Web Scrapping Basics
A beginer level introduction to Web Scrapping using Python
What is web scrapping
Webscrapping also known as the the automated gathering of data from the Internet. itself. This is usually accomplished by writing an automated program that queries a web server, requests data , and then parses that data to extract needed informa‐ tion. BeautifulSoup, Python requests, LXML, Mechanical Soup and Scrappy are most common libraries used for web scraping.
Features:
Large amounts of data can be extracted from websites
Convert unstructred data to structured data
There is a Crawler in webscrapping to index and search content
There is a Scrapper in webscrapping which extracts the data from the web page
Websites, News resources, RSS feeds, Pricing Websites, Social Media, Company information, Schemas/charts/tables/graphs are the main sources of unstructured data which a webscrapper uses to get data.
Why Web Scraping?
Browsers displays the contents in the human readable format but it can not answers to specific queries that can be used to integrate with other systems. For example if a program requires information such as cheapest flights to newyork then the browser will provide lots of information containing images, advertisements etc. but a web scrapping program will get the specif answer to our query.
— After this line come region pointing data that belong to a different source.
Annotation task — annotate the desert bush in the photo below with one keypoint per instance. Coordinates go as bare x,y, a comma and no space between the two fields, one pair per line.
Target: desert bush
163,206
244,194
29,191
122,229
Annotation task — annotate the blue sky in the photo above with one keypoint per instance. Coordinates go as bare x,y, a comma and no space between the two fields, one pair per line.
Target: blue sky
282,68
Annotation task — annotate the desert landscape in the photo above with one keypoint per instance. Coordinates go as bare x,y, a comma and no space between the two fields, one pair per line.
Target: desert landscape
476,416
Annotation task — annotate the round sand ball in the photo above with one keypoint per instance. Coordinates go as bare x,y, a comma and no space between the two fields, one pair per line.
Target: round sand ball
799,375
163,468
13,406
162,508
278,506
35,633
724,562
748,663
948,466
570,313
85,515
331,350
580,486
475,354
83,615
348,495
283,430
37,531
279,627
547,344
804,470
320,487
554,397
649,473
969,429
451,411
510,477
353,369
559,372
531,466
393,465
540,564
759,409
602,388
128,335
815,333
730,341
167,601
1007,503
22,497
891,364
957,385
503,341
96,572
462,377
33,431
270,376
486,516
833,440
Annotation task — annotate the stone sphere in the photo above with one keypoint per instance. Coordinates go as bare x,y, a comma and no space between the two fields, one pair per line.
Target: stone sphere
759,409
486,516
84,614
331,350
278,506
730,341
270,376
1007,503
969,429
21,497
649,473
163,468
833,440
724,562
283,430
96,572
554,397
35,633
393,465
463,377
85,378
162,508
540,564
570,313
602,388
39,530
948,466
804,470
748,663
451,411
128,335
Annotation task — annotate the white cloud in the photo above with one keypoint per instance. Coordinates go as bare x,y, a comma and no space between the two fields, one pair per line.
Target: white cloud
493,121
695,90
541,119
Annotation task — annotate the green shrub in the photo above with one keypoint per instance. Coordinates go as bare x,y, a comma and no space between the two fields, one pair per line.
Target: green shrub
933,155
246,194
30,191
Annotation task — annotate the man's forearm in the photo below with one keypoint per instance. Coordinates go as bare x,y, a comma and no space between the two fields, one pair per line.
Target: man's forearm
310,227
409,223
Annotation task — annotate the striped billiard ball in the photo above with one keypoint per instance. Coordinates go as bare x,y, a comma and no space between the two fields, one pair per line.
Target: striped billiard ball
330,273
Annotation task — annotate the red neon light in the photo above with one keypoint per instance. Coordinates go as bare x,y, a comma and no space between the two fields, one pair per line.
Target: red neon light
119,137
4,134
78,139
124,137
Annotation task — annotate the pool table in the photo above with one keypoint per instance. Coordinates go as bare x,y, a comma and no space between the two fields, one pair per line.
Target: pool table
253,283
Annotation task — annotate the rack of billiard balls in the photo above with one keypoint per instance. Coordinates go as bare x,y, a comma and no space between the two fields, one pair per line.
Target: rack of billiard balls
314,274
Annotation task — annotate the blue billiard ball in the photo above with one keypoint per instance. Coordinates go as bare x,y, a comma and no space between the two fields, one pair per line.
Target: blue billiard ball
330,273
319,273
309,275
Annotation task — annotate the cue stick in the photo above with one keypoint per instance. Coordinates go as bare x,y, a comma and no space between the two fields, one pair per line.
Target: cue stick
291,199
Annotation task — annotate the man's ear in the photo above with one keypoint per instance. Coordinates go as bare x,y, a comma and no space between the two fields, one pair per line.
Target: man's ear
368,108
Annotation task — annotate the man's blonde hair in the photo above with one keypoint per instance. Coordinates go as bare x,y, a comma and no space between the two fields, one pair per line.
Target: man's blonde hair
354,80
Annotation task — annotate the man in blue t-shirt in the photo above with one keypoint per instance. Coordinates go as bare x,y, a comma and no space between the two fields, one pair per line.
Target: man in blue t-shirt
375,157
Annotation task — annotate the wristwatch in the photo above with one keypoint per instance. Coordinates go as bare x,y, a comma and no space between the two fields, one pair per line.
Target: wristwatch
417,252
Practically web scrapping involves a wide variety of programming techniques and technologies, such as data analysis and information security.
How it works
Get Request is sent using http protocol to the site the scrapper is targetting
Web server processes the request and then allowed to read and extract the html of the web page
The data is retrieved in html format after which it is carefully parsed to extricate the raw data we want from th noise surrounding it.
Finally the data is stored in the format to exact the specifications of the project.
Flow
Request
Check Response
Parse
Filter
Download
Common python libraries for web-scrapping
BeautifulSoup
The most common library is BeautifulSoup.
It parses html document
It extracts text from it
It searches tags by their attributes
It has findAll and find functions are commonly used to find all attributes.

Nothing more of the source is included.